(First complaint- do not put a picture on the cover that gives away the entire dramatic question of the film. We are all sitting here thinking "will they get back together? Then, she shows up in a blue dress, he says lets go-its going to rain, and boom- we know all because we entered the disk and saw it. Hmm. That was stupid. Keep an already non-suspenseful movie right out in the audience's lap. Real Cool.)
I recently watched "The Notebook" and I have a few things to say about it. First is that everyone kept saying how sad it was, "you better wash your make-up off cause you're going to cry!" Or "Oh, you have to be in a depressing mood to watch that- you will bawl your eyes out..." I don't know that I wholeheartedly agree with either of these warnings. I did shed a few, but perhaps not for the same reasons that you might think. I wasn't surprised at all which guy she was going to marry, I wasn't surprised at all about the old couple and how they would turn out. I thought the film did a few things very well that got me, probably more circumstantially than artisically—if that makes any sense at all. I explain:
The story reads like any other "chick flick" because it has the fall in love sequence, the someone-or-something-tore-us-apart-to-make-us-all-dramatic sequence, then the musical montage as they get back together, and then the happily ever after moment that girls will study over and over to compare their boring unromantic lives to. Sorry men.

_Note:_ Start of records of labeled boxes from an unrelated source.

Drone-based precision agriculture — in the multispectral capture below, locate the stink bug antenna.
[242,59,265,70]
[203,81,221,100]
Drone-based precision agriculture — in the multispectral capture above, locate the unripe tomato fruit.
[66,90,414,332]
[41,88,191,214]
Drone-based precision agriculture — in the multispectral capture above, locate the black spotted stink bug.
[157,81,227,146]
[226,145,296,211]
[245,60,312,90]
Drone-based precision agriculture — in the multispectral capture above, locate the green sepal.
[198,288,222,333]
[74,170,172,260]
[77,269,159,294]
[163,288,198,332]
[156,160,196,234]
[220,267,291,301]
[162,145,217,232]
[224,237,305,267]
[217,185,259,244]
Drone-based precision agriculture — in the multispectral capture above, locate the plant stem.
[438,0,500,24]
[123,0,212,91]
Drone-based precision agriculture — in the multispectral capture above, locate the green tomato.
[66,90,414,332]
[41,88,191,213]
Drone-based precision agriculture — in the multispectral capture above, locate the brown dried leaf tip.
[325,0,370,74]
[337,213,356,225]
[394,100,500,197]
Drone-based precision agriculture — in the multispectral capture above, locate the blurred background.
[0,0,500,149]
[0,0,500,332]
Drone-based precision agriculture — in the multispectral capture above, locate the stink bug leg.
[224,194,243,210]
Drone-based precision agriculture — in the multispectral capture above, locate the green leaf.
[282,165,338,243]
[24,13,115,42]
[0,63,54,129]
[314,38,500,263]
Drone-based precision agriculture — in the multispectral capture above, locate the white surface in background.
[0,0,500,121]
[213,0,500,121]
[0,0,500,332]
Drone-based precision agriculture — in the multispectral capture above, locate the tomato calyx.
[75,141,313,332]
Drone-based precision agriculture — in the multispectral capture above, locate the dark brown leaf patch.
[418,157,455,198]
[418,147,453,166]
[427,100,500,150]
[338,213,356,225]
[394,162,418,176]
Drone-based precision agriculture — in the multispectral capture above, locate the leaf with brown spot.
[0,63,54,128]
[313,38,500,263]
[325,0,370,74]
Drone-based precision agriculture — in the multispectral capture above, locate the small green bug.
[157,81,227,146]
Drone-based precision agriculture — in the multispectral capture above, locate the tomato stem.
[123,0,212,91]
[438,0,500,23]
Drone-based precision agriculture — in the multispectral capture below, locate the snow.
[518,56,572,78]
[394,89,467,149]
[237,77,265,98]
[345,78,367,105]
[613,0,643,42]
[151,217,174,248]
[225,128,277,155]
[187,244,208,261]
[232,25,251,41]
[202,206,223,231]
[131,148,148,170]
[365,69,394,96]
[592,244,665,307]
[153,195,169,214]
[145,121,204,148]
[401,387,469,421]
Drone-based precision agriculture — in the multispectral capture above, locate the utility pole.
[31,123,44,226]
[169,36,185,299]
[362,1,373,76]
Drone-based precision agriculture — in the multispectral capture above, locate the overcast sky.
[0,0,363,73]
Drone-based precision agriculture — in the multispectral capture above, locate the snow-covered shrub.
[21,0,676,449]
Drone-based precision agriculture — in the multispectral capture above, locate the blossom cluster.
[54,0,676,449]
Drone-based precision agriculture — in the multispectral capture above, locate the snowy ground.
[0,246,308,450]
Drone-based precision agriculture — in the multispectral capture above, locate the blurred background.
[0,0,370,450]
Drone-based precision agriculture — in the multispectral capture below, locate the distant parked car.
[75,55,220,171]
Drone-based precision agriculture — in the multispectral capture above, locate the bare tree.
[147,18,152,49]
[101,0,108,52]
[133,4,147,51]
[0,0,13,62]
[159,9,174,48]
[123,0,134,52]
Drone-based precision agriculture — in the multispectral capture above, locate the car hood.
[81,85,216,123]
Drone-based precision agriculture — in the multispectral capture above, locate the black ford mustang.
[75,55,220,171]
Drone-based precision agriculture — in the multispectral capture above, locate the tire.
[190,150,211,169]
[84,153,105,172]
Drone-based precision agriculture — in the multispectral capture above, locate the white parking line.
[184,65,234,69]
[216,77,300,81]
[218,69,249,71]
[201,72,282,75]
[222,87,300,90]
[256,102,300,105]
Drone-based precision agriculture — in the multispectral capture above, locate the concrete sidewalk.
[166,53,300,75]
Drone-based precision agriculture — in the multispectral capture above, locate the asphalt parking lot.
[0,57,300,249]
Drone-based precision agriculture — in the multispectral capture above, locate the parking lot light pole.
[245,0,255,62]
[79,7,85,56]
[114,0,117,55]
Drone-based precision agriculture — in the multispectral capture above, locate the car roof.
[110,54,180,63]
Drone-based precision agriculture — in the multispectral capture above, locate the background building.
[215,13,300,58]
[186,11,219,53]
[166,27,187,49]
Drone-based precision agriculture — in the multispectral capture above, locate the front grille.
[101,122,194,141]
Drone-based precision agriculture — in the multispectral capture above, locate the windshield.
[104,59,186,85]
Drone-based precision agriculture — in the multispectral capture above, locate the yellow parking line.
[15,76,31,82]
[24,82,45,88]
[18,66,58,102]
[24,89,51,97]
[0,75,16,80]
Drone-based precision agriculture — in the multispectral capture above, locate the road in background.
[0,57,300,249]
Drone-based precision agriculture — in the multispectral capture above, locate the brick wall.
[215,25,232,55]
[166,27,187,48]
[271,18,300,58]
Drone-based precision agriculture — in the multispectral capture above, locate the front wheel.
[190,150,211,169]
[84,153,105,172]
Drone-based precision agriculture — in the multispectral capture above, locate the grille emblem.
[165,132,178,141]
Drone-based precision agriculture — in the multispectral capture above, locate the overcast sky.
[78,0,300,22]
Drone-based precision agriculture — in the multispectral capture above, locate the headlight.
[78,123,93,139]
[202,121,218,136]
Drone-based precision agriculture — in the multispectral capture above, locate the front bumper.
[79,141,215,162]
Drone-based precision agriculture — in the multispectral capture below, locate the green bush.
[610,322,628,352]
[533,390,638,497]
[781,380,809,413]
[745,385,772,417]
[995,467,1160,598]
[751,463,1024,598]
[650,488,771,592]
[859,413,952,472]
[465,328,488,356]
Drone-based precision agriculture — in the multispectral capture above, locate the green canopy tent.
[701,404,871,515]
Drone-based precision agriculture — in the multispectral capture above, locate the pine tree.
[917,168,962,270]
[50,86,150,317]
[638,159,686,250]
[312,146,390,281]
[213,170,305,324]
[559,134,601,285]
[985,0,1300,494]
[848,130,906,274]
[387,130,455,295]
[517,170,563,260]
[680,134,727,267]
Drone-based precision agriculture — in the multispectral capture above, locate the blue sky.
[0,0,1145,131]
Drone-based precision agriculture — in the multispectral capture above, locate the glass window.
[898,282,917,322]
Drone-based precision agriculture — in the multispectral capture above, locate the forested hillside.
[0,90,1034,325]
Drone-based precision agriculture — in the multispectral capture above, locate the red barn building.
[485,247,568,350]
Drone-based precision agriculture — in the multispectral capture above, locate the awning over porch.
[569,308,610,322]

I enjoyed the voiced over dialog (voice of the young heart throb as an old man) who explained the reality of the relationship. He explained how the two fought about everything. They argued and they teased each other incessantly. But the one thing they had in common was that they were crazy about each other. After her mom makes her family leave and she almost marries some other guy that would seem to be perfect for her—and who the parents love—she comes back home to find her first love with her dream house that he built from the bottom up. After a perfect few days, they have to decide what to do- he is a country boy and she a city girl. What he says to her is my favorite part of the movie because it is so honest of some relationships. He says to her, "This wont be perfect. It will be really really hard and we will have to work at it every day. I need someone to tell me when I am an arrogant son of a B——, and you need someone to tell you when you are a pain in the A—. Which, is about 99% of the time, but you have an incredible turn around time!"
I love the honesty in that statement. No- marriage isn't roses and dancing all of the time. The people we marry aren't going to be perfect or have all of the right things to say. But they should be between two people who know each other well enough to challenge them and keep them on their toes. I appreciated that they tried to create a sense of reality in that moment.
So when did I cry? I guess it was as I thought of those couples that have been separated and get to be together again. It made me think of the real love that they must share because of the struggle that it is everyday to make it work. It isn't the young love that makes me cry—it's the old love. Deep, I know.
1 comment:
I love the way that you carefully analyze what you like and don't like in a way that makes every bit of media you partake of relate to you personally (yikes, what a long sentence!). Try to include teaching ideas as well-- how would you use or talk about a film like The Notebook in your classes (HOC or otherwise)?